Earlier this month, the Romney campaign attacked the Obama campaign's lawsuit, calling it an "outrage" and falsely accusing the president of trying to take away early voting rights for members of the military. In reality, the lawsuit was trying to ensure that most voters, including servicemen and women, had the chance to cast their ballots early.
U.S. District Judge Peter Economus ruled that restoring a voting window for the three days before the election "does not deprive [Uniformed and Overseas Citizens Absentee Voting Act] voters from early voting" but instead "places all Ohio voters on equal standing."
Economus pointed out that thousands of Ohio voters cast their ballots in-person during the three-day period before the 2008 election.
"This Court finds that 'in-person early voting' is a voting term that had included the right to vote in person through the Monday before Election Day, and, now, thousands of voters who would have voted during those three days will not be able to exercise their right to cast a vote in person," Economus wrote. "Plaintiffs submit statistical studies to support their assertion that low-income and minority voters are disproportionately affected by the elimination of those voting days."

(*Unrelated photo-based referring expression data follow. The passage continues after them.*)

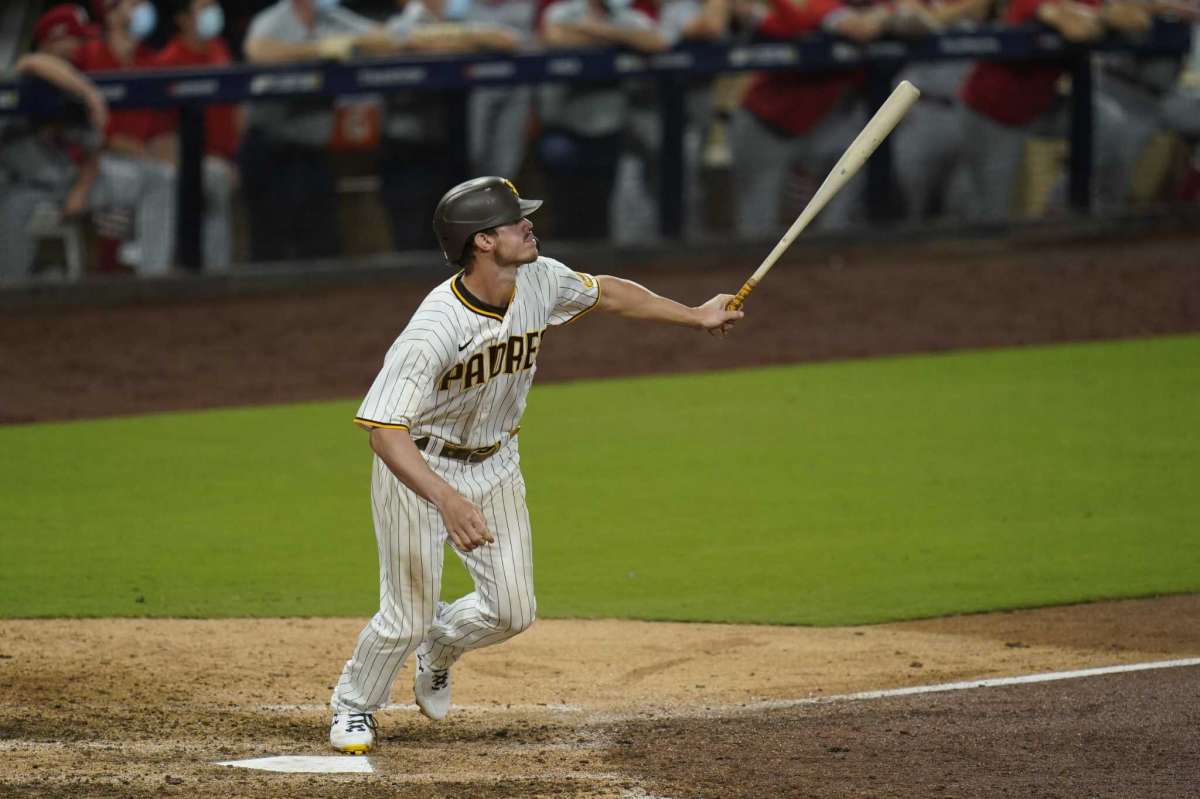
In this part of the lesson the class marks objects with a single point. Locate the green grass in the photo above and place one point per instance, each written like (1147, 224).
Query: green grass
(833, 493)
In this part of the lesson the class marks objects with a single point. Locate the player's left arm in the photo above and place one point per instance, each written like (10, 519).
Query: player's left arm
(635, 301)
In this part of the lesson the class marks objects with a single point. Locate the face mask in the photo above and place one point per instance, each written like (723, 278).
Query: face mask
(143, 20)
(455, 8)
(209, 22)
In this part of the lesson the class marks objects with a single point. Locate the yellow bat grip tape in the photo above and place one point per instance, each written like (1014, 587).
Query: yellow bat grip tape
(739, 298)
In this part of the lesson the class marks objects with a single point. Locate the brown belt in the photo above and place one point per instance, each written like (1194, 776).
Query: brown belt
(463, 452)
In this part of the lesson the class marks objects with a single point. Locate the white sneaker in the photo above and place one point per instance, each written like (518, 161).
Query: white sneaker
(352, 732)
(431, 686)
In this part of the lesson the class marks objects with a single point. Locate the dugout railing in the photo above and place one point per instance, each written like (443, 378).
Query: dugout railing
(191, 90)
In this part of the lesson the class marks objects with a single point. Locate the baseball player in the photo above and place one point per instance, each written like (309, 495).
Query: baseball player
(797, 118)
(443, 416)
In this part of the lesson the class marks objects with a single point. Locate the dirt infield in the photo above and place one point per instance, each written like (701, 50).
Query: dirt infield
(144, 708)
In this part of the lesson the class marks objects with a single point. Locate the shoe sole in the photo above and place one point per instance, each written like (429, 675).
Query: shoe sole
(354, 749)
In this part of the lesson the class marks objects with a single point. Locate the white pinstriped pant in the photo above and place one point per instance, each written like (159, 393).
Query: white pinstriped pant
(411, 535)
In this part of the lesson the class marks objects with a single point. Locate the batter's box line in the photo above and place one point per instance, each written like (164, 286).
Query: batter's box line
(469, 708)
(999, 682)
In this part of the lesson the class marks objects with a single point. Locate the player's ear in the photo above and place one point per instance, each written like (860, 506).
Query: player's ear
(484, 240)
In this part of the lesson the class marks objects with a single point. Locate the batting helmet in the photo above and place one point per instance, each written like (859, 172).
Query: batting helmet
(477, 205)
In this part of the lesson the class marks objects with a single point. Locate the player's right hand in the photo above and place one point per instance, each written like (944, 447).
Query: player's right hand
(465, 523)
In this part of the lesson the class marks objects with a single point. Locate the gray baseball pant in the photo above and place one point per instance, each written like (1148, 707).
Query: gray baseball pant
(763, 157)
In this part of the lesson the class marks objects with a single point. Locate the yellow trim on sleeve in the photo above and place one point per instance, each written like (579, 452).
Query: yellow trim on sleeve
(370, 422)
(471, 307)
(587, 308)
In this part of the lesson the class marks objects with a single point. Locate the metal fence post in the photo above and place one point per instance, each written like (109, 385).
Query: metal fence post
(672, 106)
(1081, 132)
(190, 188)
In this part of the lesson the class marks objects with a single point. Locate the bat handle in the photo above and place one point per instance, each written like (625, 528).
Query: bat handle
(739, 298)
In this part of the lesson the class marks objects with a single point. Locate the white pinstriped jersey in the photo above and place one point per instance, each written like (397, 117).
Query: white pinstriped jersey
(461, 370)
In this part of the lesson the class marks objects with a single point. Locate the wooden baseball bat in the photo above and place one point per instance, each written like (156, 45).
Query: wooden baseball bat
(856, 155)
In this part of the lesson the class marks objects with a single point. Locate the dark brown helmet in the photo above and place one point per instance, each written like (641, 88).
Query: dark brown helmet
(477, 205)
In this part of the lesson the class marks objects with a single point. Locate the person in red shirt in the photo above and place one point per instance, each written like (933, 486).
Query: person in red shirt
(57, 169)
(126, 24)
(1006, 103)
(807, 119)
(196, 43)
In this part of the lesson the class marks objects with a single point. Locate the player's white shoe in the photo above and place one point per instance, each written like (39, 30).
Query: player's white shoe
(432, 686)
(352, 732)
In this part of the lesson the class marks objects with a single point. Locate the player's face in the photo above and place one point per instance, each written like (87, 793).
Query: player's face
(515, 244)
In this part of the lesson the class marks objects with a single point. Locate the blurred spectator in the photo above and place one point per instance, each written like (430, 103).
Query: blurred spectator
(582, 124)
(790, 119)
(1006, 103)
(928, 144)
(288, 181)
(49, 164)
(126, 24)
(417, 158)
(198, 42)
(635, 208)
(1147, 89)
(499, 115)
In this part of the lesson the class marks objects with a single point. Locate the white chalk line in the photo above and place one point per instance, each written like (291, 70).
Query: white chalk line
(468, 708)
(779, 704)
(997, 682)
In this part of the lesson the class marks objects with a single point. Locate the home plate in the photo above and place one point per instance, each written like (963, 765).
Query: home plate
(306, 764)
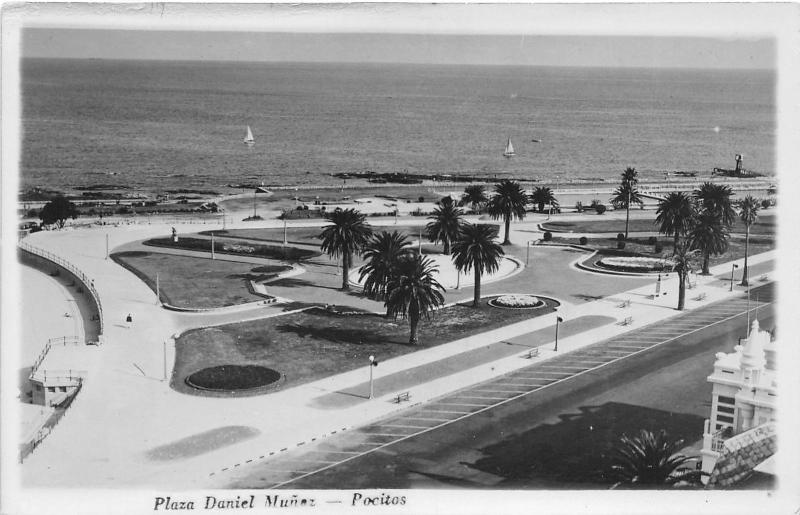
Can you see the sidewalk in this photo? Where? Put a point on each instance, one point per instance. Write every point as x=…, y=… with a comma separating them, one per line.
x=138, y=412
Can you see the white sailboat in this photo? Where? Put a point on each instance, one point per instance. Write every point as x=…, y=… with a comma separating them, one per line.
x=509, y=149
x=248, y=139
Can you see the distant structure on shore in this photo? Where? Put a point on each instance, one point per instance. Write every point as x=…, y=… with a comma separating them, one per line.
x=736, y=172
x=248, y=139
x=509, y=149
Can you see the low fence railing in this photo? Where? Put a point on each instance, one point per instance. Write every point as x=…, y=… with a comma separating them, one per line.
x=62, y=340
x=88, y=283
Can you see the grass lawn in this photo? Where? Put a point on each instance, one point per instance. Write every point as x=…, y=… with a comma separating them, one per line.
x=641, y=247
x=191, y=282
x=306, y=235
x=316, y=343
x=765, y=225
x=235, y=247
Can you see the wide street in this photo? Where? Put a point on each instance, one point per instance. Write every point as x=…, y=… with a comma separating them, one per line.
x=545, y=426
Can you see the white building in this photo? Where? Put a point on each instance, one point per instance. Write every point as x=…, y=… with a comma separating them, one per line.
x=740, y=432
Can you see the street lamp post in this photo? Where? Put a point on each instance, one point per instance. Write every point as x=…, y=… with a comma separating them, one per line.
x=372, y=363
x=558, y=321
x=733, y=267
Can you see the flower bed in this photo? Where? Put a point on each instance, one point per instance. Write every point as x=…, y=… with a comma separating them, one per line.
x=635, y=264
x=516, y=301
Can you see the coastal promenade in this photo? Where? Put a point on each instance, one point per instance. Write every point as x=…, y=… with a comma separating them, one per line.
x=128, y=428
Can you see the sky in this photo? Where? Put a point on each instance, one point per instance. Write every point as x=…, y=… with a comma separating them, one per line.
x=539, y=50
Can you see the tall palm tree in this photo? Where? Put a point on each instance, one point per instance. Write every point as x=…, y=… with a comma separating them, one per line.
x=476, y=250
x=508, y=201
x=445, y=224
x=748, y=214
x=626, y=194
x=715, y=199
x=475, y=197
x=412, y=292
x=709, y=236
x=683, y=261
x=382, y=254
x=543, y=195
x=650, y=459
x=675, y=215
x=345, y=236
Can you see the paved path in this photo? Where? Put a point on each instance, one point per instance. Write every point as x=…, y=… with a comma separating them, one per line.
x=141, y=413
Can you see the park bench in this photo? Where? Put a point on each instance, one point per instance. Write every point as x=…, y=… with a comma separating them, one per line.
x=531, y=353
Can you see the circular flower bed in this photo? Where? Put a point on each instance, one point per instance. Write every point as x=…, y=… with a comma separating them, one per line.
x=635, y=264
x=516, y=301
x=232, y=377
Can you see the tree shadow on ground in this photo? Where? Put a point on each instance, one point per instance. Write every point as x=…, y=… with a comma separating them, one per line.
x=575, y=450
x=353, y=336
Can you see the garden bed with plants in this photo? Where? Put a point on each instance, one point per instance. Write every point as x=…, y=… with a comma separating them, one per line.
x=317, y=343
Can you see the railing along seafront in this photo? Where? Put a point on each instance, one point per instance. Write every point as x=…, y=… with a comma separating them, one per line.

Economus also wrote that Ohio's attorneys never disputed studies showing that the burden on the Obama campaign and its supporters was high "because their constituency represents
a large percentage of those who voted in person in the last three days before Election Day."
"Plaintiffs will suffer irreparable injury if in-person early voting is not restored the last three days before Election Day, and there is no definitive evidence before the Court that elections boards will be tremendously burdened," Economus wrote.
"Restoring in-person early voting to all Ohio voters through the Monday before Election Day returns to voters the same opportunity to vote as previously conferred under Ohio law," he wrote.
Romney's campaign did not immediately respond to TPM's request for comment about the ruling.
Late update: Ohio Attorney General Mike DeWine says he will appeal the ruling.